He looked at me and laughed. “Uh, we don’t normally pray in admissions interviews.” I said I didn't think it had been a normal admissions interview. He hesitated for a second. “Good point. All right, let’s pray.”
I said a prayer as I walked into my admissions interview at the University of Chicago. It was the summer before my senior year of high school, and my dad and I were on a trip across the country to visit colleges. We had just spent the day before visiting the nearby Wheaton College and had some extra time in the morning before our flight out of Chicago to the northeast to see more schools.
I wasn’t praying so much that I would do well – I wasn't too nervous, and wasn’t that interested in the University of Chicago anyway – but just that God would use our time for his purposes. I didn’t have any kind of agenda; I simply wanted to be open to what God might have planned.

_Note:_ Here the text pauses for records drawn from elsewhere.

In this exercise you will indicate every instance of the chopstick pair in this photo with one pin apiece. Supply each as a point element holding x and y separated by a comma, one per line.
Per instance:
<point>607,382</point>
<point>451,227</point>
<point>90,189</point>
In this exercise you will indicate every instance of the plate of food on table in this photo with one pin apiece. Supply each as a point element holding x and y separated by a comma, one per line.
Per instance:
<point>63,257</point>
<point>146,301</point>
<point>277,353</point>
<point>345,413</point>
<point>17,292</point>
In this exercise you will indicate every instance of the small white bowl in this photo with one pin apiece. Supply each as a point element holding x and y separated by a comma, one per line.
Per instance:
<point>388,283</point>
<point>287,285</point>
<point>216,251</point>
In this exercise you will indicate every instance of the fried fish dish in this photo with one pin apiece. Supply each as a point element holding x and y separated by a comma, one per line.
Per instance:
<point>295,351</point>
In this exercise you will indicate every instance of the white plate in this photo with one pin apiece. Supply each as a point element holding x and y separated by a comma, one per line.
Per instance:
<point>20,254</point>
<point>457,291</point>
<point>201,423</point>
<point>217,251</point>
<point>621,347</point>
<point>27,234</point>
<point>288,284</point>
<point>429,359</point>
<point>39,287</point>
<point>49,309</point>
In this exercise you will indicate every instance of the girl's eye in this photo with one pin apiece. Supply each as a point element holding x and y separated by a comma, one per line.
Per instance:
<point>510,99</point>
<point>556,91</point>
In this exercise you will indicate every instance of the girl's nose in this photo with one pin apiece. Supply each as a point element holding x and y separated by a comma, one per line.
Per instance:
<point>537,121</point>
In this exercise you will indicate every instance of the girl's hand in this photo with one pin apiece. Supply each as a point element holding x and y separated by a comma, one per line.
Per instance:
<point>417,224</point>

I sat down with the interviewer, who pulled out a questionnaire that I had filled out earlier. He immediately pointed to the question about what I wanted to do as a career, to which I had written “minister.” At that time, I was still firmly Protestant (I’ve since become Catholic) and thought I'd be a Protestant pastor.
“So you want to be a minister?” he asked.
“Yes, that’s what I’m thinking now.”
He paused. “I… I'm just moved that someone at your age would have such strong convictions to want to dedicate your life in that way.” He laughed. “You do realize that the University of Chicago is a hotbed of atheism? Why would you want to come here?”
I found it funny that he would describe his school in such straightforward terms, particularly in an admissions interview. “Well, I’m looking for a good education, and maybe a place like this could be something that really stretches me.”
He said again that he was really moved that someone at my age believed in Jesus so strongly, so I asked him what his beliefs were. He explained that he had studied philosophy and was working on a Master’s degree in religion – not just to study things in a detached way, but to really seek Truth. He said that depending on the day, he was either convinced that there was no God at all or that Christianity was absolutely true.
Lately, he said he had been thinking a lot about when Pontius Pilate asked Jesus, “What is truth?”
“Do you remember how Jesus answered?” he asked.
I remembered the passage: “Yeah, doesn’t Jesus say that whoever listens to him hears the truth?”
“No.” He grabbed a Bible. I can't remember if he had the Bible with him or if I had one in my bag, but either way, a Bible was quickly produced in the admissions interview for the University of Chicago. “That's what most people think.” He flipped to John 18:37-39 and showed me the passage. “See, that’s what Jesus says before Pilate asks the question. Then Pilate asks him ‘What is truth?’ and Jesus doesn’t give an answer!” He looked up at me. “That’s a philosophical question! And Jesus is given the opportunity to answer, and he doesn’t!”
We didn’t talk about anything else on my questionnaire or about the school, but rather discussed the Gospel for the rest of the interview until we were well past our time.
So, as we were concluding our meeting, it seemed to make sense to ask him, “Do you want to pray?”
He looked at me and laughed. “Uh, we don’t normally pray in admissions interviews.”
“Well, I don't think this has been a normal admissions interview.”
He hesitated for a second. “Good point. All right, let’s pray.”
We bowed our heads. I prayed that God would lead him to the Truth and bless the rest of our day. We said “Amen,” shook hands, and I headed back out to my dad.